For us advance Flickr members, Flickr Hacks reveals what is called the API underpinnings of the site. According to the authors, API is an “incredible application program interface (API), which lets you interact with Flickr in unique and powerful ways.” Pages and pages of various codes and command line language might scare off many potential readers of this book. Even a title with the word “hacks” might either excite the loins of young emerging computer programers or make novice computer users scared they’re doing something illegal. But the latter is not the case. If you carefully read the instructions for the 50 different hacks explained in this book, you can possibly have more fun and save more time navigating Flickr itself.

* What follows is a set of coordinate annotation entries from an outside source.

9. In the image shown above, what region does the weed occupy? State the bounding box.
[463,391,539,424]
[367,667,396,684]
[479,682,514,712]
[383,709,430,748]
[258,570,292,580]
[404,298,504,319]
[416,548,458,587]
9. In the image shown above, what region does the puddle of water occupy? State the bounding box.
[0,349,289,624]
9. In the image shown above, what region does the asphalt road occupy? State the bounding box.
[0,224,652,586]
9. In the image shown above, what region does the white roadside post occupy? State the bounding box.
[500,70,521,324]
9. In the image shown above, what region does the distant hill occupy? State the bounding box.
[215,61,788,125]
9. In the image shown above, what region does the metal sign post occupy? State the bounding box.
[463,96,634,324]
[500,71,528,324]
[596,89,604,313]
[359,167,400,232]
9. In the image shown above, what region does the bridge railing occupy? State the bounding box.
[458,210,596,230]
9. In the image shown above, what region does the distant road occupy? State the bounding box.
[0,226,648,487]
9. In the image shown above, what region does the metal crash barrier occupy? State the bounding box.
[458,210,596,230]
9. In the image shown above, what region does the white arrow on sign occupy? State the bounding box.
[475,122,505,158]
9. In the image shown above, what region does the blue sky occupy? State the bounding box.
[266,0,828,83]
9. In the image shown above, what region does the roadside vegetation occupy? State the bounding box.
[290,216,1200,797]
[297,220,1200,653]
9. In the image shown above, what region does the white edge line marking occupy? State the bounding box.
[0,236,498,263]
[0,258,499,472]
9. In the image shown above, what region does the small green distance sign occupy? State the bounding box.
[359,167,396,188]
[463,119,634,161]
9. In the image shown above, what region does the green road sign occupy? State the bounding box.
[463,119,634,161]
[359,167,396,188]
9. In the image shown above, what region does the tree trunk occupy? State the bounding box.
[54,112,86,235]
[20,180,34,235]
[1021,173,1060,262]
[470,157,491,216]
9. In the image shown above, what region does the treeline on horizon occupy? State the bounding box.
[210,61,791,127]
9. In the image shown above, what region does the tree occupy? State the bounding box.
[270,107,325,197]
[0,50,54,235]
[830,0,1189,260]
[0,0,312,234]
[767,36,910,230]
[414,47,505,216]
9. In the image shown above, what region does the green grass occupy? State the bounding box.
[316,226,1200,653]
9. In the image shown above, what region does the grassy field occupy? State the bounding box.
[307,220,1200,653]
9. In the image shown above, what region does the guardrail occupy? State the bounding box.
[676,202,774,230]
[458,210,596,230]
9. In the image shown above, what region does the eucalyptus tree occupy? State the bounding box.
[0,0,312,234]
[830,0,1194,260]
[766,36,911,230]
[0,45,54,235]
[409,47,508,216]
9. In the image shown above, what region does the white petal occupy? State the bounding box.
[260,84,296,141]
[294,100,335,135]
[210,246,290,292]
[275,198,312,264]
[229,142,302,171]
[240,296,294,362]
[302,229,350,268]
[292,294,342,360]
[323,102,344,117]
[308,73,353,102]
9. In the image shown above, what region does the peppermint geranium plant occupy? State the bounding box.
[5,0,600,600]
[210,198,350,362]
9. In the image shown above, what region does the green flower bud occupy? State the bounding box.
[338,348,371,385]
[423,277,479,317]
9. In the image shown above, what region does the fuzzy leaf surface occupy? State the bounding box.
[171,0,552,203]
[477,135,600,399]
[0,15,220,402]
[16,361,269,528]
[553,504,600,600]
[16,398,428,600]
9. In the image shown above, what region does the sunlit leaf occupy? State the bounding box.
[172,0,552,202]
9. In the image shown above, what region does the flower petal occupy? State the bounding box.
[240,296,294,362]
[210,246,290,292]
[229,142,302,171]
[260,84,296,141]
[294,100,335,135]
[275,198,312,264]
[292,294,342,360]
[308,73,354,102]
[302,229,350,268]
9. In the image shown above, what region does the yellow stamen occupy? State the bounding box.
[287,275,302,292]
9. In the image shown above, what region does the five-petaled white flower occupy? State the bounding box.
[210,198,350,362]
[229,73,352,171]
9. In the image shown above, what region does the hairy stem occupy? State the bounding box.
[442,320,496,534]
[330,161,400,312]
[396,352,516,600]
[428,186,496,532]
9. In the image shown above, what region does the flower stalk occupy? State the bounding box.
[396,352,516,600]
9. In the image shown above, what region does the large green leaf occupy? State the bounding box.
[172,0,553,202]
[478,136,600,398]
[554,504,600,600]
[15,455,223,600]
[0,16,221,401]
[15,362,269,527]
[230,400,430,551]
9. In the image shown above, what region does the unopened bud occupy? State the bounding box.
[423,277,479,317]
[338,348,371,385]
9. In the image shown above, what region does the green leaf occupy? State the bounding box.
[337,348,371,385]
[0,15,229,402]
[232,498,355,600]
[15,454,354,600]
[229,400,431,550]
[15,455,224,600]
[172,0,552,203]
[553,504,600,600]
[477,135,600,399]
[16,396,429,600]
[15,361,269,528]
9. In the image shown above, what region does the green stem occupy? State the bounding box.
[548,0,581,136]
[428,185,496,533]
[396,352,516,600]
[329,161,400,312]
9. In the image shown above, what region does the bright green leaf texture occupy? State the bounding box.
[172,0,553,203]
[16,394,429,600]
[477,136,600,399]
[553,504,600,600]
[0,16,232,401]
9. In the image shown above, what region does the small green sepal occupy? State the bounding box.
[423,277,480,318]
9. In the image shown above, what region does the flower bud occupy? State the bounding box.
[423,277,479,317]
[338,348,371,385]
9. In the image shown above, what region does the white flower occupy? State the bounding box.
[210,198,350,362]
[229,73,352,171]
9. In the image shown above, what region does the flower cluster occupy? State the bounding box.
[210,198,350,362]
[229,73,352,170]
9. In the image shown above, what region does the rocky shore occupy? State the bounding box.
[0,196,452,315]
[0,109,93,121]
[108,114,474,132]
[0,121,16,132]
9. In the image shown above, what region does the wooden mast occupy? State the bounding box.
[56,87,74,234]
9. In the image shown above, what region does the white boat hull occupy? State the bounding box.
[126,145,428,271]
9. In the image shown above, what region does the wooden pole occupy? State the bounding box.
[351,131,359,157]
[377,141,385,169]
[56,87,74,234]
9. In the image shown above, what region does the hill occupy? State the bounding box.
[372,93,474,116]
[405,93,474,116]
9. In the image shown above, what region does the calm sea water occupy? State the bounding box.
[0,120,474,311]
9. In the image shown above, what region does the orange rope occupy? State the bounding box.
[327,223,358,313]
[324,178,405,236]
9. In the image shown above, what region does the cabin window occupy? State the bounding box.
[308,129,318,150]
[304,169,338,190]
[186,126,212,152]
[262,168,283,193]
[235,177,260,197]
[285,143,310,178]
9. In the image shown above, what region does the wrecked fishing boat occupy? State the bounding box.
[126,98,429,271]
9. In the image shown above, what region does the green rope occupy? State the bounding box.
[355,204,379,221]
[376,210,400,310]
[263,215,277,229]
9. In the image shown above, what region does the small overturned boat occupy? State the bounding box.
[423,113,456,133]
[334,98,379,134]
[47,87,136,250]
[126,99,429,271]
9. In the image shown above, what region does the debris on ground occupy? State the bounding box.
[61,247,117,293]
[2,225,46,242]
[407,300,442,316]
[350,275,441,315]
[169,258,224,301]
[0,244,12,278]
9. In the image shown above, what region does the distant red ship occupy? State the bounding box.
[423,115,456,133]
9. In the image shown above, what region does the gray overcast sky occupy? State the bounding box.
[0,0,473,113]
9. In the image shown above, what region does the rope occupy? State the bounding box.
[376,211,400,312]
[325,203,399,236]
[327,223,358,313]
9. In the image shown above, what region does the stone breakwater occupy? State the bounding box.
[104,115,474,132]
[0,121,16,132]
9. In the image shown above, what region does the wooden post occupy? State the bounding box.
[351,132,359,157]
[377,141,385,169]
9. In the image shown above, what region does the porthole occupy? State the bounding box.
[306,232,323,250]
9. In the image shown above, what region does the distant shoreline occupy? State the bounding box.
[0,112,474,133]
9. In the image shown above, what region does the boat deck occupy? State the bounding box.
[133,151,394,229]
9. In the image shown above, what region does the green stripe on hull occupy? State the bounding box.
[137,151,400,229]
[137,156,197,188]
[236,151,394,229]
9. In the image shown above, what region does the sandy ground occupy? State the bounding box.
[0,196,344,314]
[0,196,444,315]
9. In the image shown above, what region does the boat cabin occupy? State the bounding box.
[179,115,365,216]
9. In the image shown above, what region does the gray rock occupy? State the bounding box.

Of course, the book gives a link to a ZIP archive file of all the individual codes and scripts discussed in the book already saved as text files. As of this writing, the webpage for this link is not posted, but I’m sure that will be remedied very soon.

Some of the more advanced hacks in this books don’t seem worth the trouble for me personally, but many others I plan to give a try. I would like for example to customize my Flickr badge for my blog site, create contact sheets of my favorite Flickr photos, capture all the comments I’ve made on the photos of other Flickr members. The advance hacks explained in this book are not essential to exploring the site, but if you’re interested in learning more about the underpinnings of web programming, learning how to run these programmatic hacks on OS X’s Terminal (Unix) command line or as CGI or PHP scripts on your web site or server, it wouldn’t be a waste of time.

There are other advanced hacks about building a Flickr Color picker, modifying the metadata of your posted photos, tracking the favorite photos of your Flickr contacts, using Google Map to locate other Flickr members, or finding which Flickr members might be listed in your Address Book.

Many hacks in the book are crossed referenced so that after you’ve signed up as a Flickr member, you can basically start with any hack you like. Some hacks are merely just links to fun things you can do with your and other Flickr member’s photos. For example, Hack #46 references FD’s Flickr Toys which is a great collection of online apps that will convert your Flickr images into calendar pages, posters, mock magazine covers, slide shows, and much more. Numerous Flickr pools have been created to showcase cool photo projects based on these fun online tools.


(Created online using Flickr Toys)

O’Reilly’s Hack books are no doubt for more serious or discerning computer and digital technology users and programers, but Flickr Hacks should be very accessible to anyone who is a Flickr fan and wants to delve deeper into the site.